Richard Florida is a co-founder and editor at large of CityLab and a senior editor at The Atlantic. He is a university professor in the University of Toronto’s School of Cities and Rotman School of Management, and a distinguished fellow at New York University’s Schack Institute of Real Estate.
Some American cities have rates similar to the world's poorest nations.
Income inequality in America has reached levels not seen since the Gilded Age. As Joseph Stiglitz, the Nobel Prize-winning economist, noted in June, “America has the highest level of inequality of any of the advanced countries — and its gap with the rest has been widening.”
This already-high national level of inequality is even worse in certain American cities and metro regions. This is not surprising, given the large-scale demographic and economic sorting of Americans by education and skill over the past couple of decades. But it’s still shocking to realize that some American cities and metros face levels of inequality comparable to those in the poorest nations of Africa and other less-developed parts of the world.
The Martin Prosperity Institute's Zara Matheson mapped data for 362 metros (based on an analysis by the institute's Charlotta Mellander). The team used country-level data from the CIA's World Factbook and metro-level data from the U.S. Census Bureau's 2008-2010 American Community Survey. They relied upon the Gini coefficient as their measurement for inequality, which is a numerical rating on a scale from .00 (perfectly equal) to 1.00 (most unequal).
The Gini coefficient for the United States as a whole is .450, about the same as Iran and the Philippines. For comparison’s sake, the Gini coefficient for Sweden, the world’s most-equal country, is .230. Denmark’s is .248, Germany’s is .270 and Canada’s is .321. The most unequal countries in the world have Gini coefficients between .60 to roughly .70. Though none of America’s metros score that high, the picture is still not a pretty one. Most large metros (with over one million people) have inequality levels that are equal to or above the U.S. average.
- The Bridgeport-Stamford-Norwalk (.537) metro — which includes not just the gritty factory town that gives it its name, but stately Westport and über-affluent Greenwich — shares a Gini ranking with Thailand (.536). “The richest Thais earn 14.7 times more than the poorest,” said Gwi-Yeop Son, an United Nations Development Programme representative, a few years ago. “The bottom 60 percent of the population's share of the income is only 25 percent.”
- The disparity between New York’s (.504) richest and poorest is comparable to what you’d find in Swaziland (.504), a place not generally noted for its economic dynamism or quality of life (its average life expectancy is the lowest in the world).
- Los Angeles’s inequality (.485) is the equivalent of the Dominican Republic (.484).
- Chicago (.468) is like El Salvador (.469).
- Detroit (.457) matches up with the Philippines (.458).
- San Francisco's (.475) inequality is similar to Madagascar's (.475).
- Dallas (.463) is like Malaysia (.462).
- Inequality in Denver (.455) is comparable to Jamaica’s (.455).
- Seattle’s Gini (.439) is similar to Nigeria (.437).
On the flip side, the Twin Cities of Minneapolis St.
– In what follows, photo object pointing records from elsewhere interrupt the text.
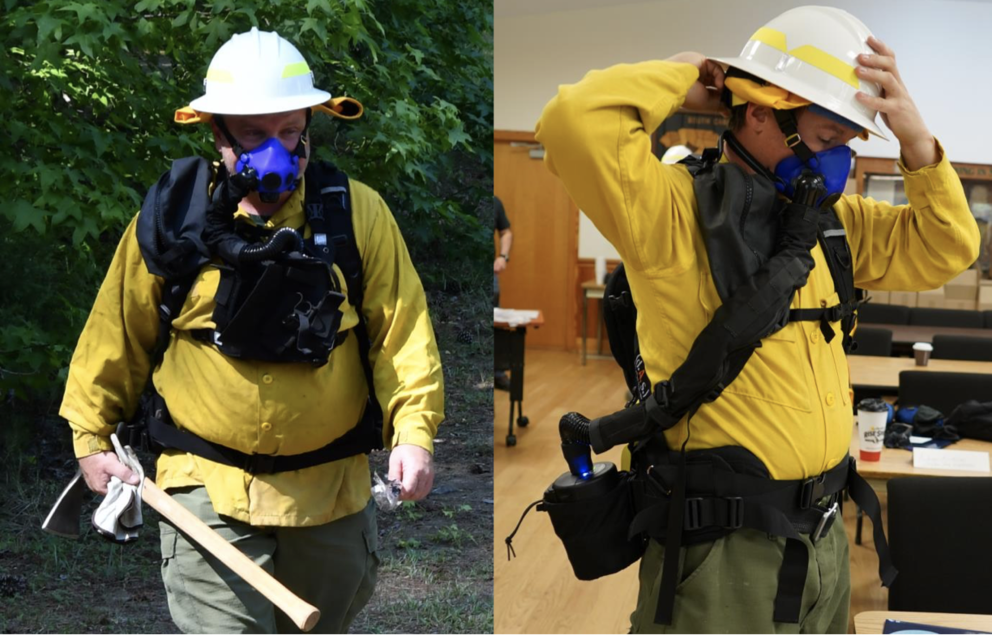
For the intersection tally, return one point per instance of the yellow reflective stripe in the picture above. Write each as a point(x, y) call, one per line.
point(215, 75)
point(810, 54)
point(294, 69)
point(771, 37)
point(826, 63)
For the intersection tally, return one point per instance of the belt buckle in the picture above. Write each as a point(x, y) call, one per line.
point(812, 490)
point(825, 522)
point(259, 464)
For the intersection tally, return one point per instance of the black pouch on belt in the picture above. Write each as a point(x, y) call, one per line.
point(592, 518)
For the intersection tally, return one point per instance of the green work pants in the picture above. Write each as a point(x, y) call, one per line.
point(331, 566)
point(729, 586)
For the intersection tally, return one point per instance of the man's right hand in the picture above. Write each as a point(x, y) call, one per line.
point(704, 95)
point(98, 468)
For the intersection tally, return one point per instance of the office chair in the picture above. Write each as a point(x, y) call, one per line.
point(942, 390)
point(946, 317)
point(939, 529)
point(962, 347)
point(873, 341)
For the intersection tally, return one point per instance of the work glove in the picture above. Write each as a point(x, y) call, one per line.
point(118, 518)
point(218, 233)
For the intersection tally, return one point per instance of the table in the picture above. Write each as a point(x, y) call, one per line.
point(869, 372)
point(873, 621)
point(896, 462)
point(508, 354)
point(596, 291)
point(905, 334)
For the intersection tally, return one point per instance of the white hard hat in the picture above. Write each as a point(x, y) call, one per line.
point(812, 52)
point(675, 154)
point(257, 73)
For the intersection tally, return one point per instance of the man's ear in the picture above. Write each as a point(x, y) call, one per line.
point(219, 141)
point(758, 117)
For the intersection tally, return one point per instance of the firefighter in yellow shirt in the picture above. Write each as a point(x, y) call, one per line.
point(296, 339)
point(804, 86)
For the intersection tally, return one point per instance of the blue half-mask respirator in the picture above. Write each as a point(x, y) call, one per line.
point(834, 165)
point(270, 168)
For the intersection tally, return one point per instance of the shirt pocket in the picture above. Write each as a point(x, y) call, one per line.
point(775, 372)
point(837, 355)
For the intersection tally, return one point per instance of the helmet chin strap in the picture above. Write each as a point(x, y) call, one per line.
point(789, 125)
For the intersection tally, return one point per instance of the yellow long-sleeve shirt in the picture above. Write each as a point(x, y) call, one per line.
point(791, 405)
point(262, 407)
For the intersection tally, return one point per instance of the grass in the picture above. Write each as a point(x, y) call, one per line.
point(436, 573)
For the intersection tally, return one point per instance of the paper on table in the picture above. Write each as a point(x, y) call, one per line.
point(951, 460)
point(513, 317)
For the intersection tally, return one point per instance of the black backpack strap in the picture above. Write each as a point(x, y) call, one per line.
point(840, 262)
point(328, 190)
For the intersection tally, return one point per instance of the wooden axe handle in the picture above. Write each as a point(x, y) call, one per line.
point(303, 615)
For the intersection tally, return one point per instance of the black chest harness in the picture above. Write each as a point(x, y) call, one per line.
point(680, 497)
point(281, 305)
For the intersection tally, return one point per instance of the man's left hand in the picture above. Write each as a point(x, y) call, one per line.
point(896, 106)
point(413, 467)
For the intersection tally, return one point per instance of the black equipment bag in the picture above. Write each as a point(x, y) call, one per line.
point(169, 230)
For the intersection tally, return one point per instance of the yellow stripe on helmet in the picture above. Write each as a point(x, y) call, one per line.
point(295, 69)
point(810, 54)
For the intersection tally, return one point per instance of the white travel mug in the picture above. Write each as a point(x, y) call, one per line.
point(872, 415)
point(922, 351)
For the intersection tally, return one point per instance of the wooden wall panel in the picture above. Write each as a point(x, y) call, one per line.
point(545, 225)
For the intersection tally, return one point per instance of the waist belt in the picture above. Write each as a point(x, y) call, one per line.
point(706, 502)
point(162, 433)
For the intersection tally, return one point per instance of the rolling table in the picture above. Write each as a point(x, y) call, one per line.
point(869, 372)
point(508, 354)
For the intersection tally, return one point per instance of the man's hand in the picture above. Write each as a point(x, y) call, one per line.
point(413, 467)
point(704, 95)
point(98, 468)
point(896, 106)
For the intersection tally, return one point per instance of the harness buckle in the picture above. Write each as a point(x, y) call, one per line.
point(825, 522)
point(259, 464)
point(693, 514)
point(812, 490)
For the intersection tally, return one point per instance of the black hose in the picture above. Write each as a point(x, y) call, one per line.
point(574, 428)
point(276, 244)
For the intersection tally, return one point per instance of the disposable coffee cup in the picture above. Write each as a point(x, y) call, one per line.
point(872, 414)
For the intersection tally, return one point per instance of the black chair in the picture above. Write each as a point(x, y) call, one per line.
point(939, 531)
point(946, 317)
point(872, 313)
point(872, 341)
point(977, 349)
point(941, 390)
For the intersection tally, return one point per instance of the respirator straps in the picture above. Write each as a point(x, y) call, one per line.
point(788, 124)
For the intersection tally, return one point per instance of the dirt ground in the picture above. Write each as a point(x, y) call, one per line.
point(437, 567)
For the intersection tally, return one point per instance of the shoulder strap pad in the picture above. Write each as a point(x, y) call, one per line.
point(172, 219)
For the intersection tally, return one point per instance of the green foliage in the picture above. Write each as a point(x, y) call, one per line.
point(89, 89)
Paul (.436), Greater Washington, D.C. (.435), Las Vegas (.429), Honolulu (.421), Salt Lake City (.417), and several others stand out as having among the lowest levels of inequality, though these levels are in line with China (.415) and Russia (.422).
Just five U.S. metros have inequality levels below .4 — Fairbanks, Alaska (.399); Monroe, Michigan (.398); Appleton (.395) and Sheboygan (.393), Wisconsin; and Ogden-Clearfield, Utah (.389) — values which are still greater than the level of inequality found in India (.368).